Una muy buena muestra de qué bueyes son los que aran las economías desarrolladas, lo da una nota de este diario -el lunes pasado-y que merece ser coleccionable por el que quiera una antología de las que -de modo benigno-se pudieran llamar «picardías legales», para no pasar a términos más drásticos, aunque justos. El asunto que nos relata en ella Sergio Dattilo, tiene que ver con la situación argentina, el papel de empresas locales de capital extranjero, los lazos que unen a las filiales del país con sus casas matrices, o grupos de control: y la mente de sus «departamentos legales», puestas a funcionar a todo vapor. Nos imaginamos al presidente de la norteamericana «Verizon» aullando en su despacho: «¡Hagan algo, quítenme ese lastre de mis balances! ¡Inútiles!, ¿qué quieren que los accionistas me coman al hígado? ¡Una solución ya, o los echo!»... Y de tal modo, repasar las normativas para las sociedades comerciales, los estatutos de la propia compañía, repaso de la jurisprudencia mundial en casos parecidos... en fin, todo aquello que llevaba a poder tirar el cadáver societario de «CTI Móvil» por la borda, sin tener que seguir llevándolo en la bodega de la controlante «Verizon». Alguien habrá llevado una propuesta al Gran Jefe aullador, éste seguramente lo habrá felicitado, por el doble objetivo: «Muy bien, Joe, quedaremos como almas nobles regalando acciones a nuestros empleados (perdón, digo ex empleados) y nuestros números principales, ascenderán como un globo de colores».
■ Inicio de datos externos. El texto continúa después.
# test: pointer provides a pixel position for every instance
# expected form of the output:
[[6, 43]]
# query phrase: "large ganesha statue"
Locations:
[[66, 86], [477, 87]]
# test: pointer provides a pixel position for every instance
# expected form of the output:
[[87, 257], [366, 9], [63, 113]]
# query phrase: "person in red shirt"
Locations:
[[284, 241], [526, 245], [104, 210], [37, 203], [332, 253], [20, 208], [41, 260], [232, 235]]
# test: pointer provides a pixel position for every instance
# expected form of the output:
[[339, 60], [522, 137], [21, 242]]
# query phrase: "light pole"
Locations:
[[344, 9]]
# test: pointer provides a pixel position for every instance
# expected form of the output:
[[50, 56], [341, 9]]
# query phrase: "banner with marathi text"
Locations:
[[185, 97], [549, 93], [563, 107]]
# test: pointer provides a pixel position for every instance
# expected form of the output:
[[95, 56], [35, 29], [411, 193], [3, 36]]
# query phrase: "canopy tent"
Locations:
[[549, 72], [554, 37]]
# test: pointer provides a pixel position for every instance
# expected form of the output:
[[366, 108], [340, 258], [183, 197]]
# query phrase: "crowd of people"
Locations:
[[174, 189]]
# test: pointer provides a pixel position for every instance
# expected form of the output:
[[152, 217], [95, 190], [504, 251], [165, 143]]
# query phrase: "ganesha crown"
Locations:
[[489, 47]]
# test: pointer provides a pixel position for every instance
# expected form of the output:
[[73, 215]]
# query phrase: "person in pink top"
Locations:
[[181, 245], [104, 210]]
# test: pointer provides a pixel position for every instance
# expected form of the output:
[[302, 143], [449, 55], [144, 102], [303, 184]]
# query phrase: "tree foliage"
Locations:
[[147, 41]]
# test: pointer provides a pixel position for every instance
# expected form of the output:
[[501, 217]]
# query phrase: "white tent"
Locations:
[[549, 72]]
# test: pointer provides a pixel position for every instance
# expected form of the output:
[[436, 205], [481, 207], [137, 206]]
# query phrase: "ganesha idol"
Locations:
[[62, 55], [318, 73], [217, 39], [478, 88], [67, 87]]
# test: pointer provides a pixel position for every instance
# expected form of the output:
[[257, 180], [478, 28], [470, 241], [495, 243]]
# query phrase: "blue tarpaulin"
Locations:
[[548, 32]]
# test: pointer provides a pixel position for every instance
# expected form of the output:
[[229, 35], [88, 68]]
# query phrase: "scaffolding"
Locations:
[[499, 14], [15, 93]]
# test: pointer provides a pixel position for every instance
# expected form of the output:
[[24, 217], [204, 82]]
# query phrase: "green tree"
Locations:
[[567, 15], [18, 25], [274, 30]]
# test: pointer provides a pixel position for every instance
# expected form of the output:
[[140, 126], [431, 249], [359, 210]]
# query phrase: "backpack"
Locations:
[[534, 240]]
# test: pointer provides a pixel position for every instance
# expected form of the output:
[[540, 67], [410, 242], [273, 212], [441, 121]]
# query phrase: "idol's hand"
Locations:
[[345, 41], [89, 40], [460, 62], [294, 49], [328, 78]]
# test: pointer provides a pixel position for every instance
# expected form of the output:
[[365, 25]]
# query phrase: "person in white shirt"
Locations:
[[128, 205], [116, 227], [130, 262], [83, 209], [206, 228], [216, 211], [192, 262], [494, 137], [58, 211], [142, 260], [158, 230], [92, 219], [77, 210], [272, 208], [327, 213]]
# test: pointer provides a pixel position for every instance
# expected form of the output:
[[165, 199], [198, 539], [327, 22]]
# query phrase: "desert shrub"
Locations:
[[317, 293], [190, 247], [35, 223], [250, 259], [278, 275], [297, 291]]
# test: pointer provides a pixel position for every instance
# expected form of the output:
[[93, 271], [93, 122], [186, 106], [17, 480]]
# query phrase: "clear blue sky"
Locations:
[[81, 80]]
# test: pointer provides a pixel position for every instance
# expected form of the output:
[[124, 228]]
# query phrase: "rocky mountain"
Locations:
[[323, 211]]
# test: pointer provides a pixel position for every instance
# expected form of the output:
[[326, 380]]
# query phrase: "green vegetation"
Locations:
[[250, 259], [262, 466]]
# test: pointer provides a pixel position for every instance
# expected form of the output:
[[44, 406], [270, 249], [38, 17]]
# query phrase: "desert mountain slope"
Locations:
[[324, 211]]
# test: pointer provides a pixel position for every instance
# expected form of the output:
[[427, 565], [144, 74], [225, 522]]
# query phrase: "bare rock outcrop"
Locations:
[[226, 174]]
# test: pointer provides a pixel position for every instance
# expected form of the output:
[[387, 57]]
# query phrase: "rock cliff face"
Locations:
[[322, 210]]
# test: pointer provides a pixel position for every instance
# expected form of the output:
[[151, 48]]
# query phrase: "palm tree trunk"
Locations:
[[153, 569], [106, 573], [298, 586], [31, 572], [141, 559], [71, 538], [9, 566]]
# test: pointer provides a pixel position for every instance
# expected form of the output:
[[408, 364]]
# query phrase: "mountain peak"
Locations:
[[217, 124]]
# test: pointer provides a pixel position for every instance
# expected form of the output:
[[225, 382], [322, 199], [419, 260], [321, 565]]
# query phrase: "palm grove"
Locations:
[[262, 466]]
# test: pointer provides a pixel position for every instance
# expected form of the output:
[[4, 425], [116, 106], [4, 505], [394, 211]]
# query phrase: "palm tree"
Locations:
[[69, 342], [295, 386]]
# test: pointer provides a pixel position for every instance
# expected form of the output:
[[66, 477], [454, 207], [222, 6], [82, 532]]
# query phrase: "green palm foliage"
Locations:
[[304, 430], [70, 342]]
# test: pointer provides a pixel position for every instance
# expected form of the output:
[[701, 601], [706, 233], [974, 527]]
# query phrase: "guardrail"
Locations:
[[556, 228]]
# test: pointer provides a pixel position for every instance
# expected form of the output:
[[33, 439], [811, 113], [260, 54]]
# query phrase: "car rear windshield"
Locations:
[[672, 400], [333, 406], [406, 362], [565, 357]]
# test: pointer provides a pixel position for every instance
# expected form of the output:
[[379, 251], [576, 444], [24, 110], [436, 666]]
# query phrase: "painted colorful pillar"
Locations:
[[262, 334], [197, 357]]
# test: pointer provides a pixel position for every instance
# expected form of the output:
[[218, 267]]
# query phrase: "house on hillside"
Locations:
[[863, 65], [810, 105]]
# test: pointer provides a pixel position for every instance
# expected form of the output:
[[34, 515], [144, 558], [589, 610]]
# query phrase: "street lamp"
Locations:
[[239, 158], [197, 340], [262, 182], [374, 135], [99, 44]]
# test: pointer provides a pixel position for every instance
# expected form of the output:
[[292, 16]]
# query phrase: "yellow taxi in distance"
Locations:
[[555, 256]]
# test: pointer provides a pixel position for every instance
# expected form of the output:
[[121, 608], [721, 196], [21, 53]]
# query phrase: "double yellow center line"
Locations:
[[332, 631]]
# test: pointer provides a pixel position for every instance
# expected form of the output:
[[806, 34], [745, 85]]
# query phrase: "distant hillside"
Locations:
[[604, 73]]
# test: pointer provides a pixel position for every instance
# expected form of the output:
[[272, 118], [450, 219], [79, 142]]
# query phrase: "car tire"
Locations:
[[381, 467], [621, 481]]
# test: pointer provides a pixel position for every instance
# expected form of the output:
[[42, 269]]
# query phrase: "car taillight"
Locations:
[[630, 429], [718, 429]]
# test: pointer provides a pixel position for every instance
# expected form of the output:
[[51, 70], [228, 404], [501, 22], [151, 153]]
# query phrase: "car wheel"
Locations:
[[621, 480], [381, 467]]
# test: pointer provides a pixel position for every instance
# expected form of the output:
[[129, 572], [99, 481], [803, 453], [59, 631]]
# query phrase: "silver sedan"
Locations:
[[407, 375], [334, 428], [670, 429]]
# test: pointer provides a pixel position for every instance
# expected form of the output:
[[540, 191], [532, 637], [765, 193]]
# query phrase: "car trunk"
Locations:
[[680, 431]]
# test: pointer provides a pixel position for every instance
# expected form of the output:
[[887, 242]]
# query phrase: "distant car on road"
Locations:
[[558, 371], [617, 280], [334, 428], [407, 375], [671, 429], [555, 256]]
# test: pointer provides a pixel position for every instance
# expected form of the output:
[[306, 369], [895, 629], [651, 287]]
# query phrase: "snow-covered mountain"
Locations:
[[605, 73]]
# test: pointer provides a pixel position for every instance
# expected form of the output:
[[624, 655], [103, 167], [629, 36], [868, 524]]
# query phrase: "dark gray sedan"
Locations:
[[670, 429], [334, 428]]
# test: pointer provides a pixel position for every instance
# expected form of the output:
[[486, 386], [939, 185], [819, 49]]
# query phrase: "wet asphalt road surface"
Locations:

La solución, aunque parezca obra de una mente de película, pasa por:
A) Bajar la tenencia de la controlante, «Verizon», de 65% a 48% en la controlada «CTI Móvil». B) En vez de buscar comprador, distribuir esa porción de modo gratuito, entre los empleados de la ex controlada. C) Al quedar en «minoría», el modo de registrar la participación de una sobre otra, la quitará de ser presentada como consolidada. Quedará, apenas, como una «inversión». De tal manera, no se afectarán los resultados de la principal que, además, ha tomado otras decisiones paralelas. Hay una deuda de alrededor de 1.000 millones de dólares, y 90% de la misma: no está respaldada por Verizon. La secuela de los que armaron el esquema, escapando de la sociedad de la Argentina como si fuera un zorrino, no conoce límites. Apunta Dattilo, en su nota, que hay un párrafo del comunicado que «no fue incluido en la traducción que distribuyó CTI el viernes».Y se refiere a la suspensión del pago de la deuda y los intereses derivados. Estos son los términos, éstas son las armas, con que salen al terreno de los negocios los que suelen criticar «transparencias, éticas, inseguridad jurídica...» de regiones de menor rango. Se dirá que todo es «perfectamente legal», sin poder demostrar -por supuesto-que resulte ético, y mucho menos legítimo, cortar lazos y desconocer vínculos con quienes resultaron hijos directos, oficialmente concebidos, para transformarlos en bastardos y parias...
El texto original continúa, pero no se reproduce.